Photographic film is a whole other realm, reaching as high as 10,000 ppi, with 7900 ppi being the standard for regular 35mm film.

Coptic 14
Coptic 14

High-resolution examples

There are several examples of items imaged at higher than 600 ppi in this exhibit - here are a few.

Marine Algae of New England Coast. Album
Marine Algae of New England Coast. Album
Sing Fat Co. : two postcards of the landmark building in San Francisco's Chinatown, from before and after the Chinese revolution of 1911
Sing Fat Co. : two postcards of the landmark building in San Francisco's Chinatown, from before and after the Chinese revolution of 1911
Negative sheet 11 : frame number 71
Negative sheet 11 : frame number 71

Detailed notes on film digitization - resolution & other considerations

As with any type of material DPG works on, we are much more cautious with physical handling than is generally deemed necessary in a commercial setting. To that end, the film digitization method used in cultural heritage imaging does not use fluid mounting or other techniques employed as standard in high-end commercial scanning. The film is touched only by gloved hands, clean and dry anti-newton's-ring-glass film holders with no edges, and filtered air from a blower.

Dedicated high-end film scanners used commercially such as drum scanners and Hasselblad/Imacon Flextight scanners are no longer made, in any case, and meanwhile newer imaging technologies have advanced so significantly that the results we can achieve with our much more cautious methods already exceed scans from those devices, and with much faster throughput, with only minor drawbacks.

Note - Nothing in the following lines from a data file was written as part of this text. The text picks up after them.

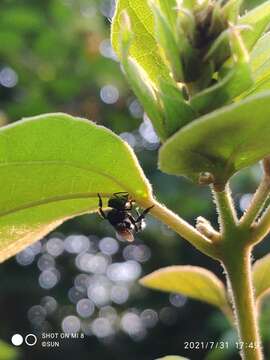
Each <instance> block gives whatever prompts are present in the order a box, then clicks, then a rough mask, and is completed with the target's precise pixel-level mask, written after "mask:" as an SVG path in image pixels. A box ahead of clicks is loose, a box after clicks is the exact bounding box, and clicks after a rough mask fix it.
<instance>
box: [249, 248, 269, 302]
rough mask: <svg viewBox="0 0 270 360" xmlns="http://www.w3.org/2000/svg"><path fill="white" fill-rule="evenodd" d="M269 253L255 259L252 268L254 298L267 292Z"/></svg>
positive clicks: (257, 298) (268, 270)
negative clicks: (268, 253) (255, 261)
mask: <svg viewBox="0 0 270 360" xmlns="http://www.w3.org/2000/svg"><path fill="white" fill-rule="evenodd" d="M269 272H270V254H268V255H266V256H264V257H263V258H261V259H260V260H257V261H256V262H255V263H254V265H253V268H252V274H253V285H254V288H255V295H256V298H257V299H259V298H261V297H263V296H264V295H266V294H267V293H269V290H270V277H269Z"/></svg>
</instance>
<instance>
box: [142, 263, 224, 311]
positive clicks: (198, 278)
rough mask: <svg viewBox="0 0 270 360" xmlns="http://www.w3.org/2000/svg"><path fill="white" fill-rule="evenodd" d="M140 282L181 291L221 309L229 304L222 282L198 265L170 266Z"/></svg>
mask: <svg viewBox="0 0 270 360" xmlns="http://www.w3.org/2000/svg"><path fill="white" fill-rule="evenodd" d="M140 283H141V284H142V285H144V286H146V287H149V288H151V289H157V290H161V291H166V292H174V293H180V294H182V295H185V296H188V297H191V298H193V299H196V300H200V301H204V302H207V303H209V304H211V305H214V306H217V307H219V308H221V309H224V307H226V306H227V298H226V292H225V288H224V285H223V284H222V282H221V281H220V280H219V279H218V278H217V277H216V276H215V275H214V274H213V273H212V272H210V271H208V270H206V269H204V268H200V267H197V266H169V267H166V268H163V269H160V270H157V271H154V272H153V273H151V274H149V275H147V276H145V277H143V278H142V279H141V280H140Z"/></svg>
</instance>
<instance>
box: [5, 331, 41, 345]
mask: <svg viewBox="0 0 270 360" xmlns="http://www.w3.org/2000/svg"><path fill="white" fill-rule="evenodd" d="M23 341H24V342H25V344H26V345H28V346H34V345H36V343H37V336H36V335H34V334H27V335H25V337H24V338H23V336H22V335H21V334H14V335H12V337H11V343H12V344H13V345H14V346H20V345H22V343H23Z"/></svg>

While resolution and tonality in our images exceeds typical drum scanning, the dust, debris, hairs/fibers, and so on that are very common in archival film collections are visually reduced by fluid mounting in a drum scanner and will unavoidably be more evident with our dry method.

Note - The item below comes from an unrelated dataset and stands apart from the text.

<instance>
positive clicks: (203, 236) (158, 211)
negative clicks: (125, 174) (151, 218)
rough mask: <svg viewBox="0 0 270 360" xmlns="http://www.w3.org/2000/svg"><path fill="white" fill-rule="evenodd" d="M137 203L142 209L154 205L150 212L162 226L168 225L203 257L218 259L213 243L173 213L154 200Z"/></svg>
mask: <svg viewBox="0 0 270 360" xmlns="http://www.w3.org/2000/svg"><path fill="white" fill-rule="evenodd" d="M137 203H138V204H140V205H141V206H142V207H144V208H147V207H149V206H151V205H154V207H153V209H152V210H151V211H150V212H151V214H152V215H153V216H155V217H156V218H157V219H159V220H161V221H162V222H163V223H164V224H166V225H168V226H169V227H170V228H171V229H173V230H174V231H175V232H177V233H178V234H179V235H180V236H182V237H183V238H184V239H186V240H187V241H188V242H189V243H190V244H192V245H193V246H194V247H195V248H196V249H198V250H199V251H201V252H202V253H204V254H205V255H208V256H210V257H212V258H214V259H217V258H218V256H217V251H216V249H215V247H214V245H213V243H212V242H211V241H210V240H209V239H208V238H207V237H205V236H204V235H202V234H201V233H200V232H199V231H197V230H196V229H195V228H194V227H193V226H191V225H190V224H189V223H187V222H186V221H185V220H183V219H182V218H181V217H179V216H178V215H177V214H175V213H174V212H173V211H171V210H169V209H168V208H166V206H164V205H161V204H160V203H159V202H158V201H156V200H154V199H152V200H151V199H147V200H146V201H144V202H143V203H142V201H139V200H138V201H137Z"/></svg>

We look for debris that covers important details or that would be difficult to remove with digital post-processing in our digitized images, and attempt to use a filtered blower to carefully move or remove the debris before imaging (multiple times, if necessary). We don't perform any type of digital cleanup for images that get accessioned into the Stanford Digital Repository, but the idea is to create images that would be easy for someone else who wishes to use them for publication or other reproduction to touch up as desired themselves.

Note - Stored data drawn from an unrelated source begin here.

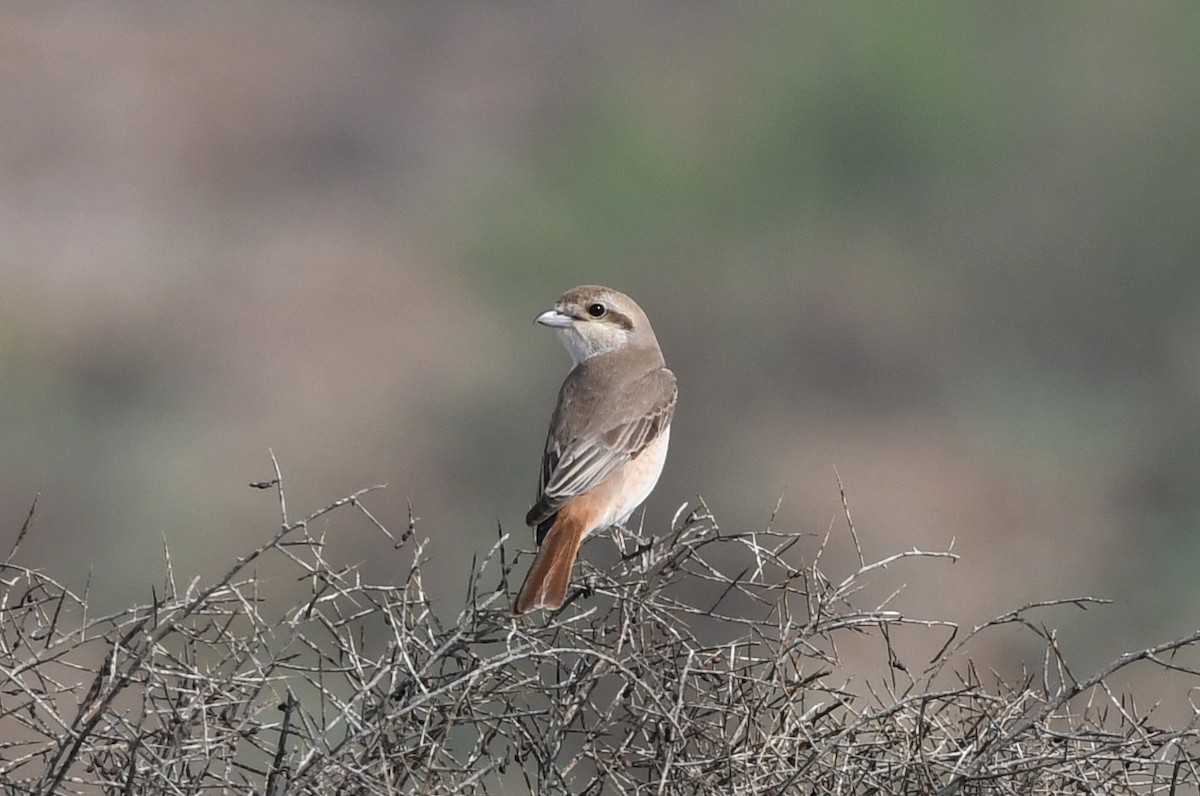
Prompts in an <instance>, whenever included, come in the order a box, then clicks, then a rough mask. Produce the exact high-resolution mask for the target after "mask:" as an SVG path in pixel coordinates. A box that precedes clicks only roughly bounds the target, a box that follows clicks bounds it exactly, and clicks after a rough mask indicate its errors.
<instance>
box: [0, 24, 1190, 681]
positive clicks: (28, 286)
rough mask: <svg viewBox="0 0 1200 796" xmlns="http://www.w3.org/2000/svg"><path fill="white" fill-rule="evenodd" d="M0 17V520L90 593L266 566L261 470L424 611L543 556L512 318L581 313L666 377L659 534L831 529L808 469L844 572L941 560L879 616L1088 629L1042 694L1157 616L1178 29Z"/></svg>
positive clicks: (531, 455) (1177, 560)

The 7900 ppi number mentioned earlier as standard for 35mm film imaging is not arbitrary; it is what we can image in a single shot with our current equipment. It also happens to far exceed typical film digitization resolution standards (such as the FADGI standards often referenced in cultural heritage imaging).

For most practical purposes besides extreme enlargements resolutions this high are not strictly necessary, but we feel they are justified by the IDIF philosophy. Though the actual resolving power of film - not to mention camera lenses - is not actually that high, we feel this high resolution captures the analog quality of film grain similar to what is achievable with a very fine darkroom print. The analog tonality of the film is better captured than at typical resolutions, and aliasing and other things that give digitized analog film images a digital look are completely avoided, producing as analog-looking of an image that is possible while also being practical.

For medium and large format photographs, single-shot images must be done at lower resolutions - but our single-shot resolution for these formats also exceeds common imaging standards for medium format (e.g. 120 film and similar formats) and large format such as 4x5" and 8x10" film. Less resolution is generally necessary because the amount of enlargement required is significantly less, but we must still choose resolutions carefully to avoid a digital appearance to the images.

Stitching multiple shots together to obtain higher resolution images of larger formats is possible, and we make the decision to do so based on each particular piece of film. It is a time-consuming and sometimes difficult process with film compared to other types of materials that we commonly stitch such as maps and other oversized items, but it is justified in many cases.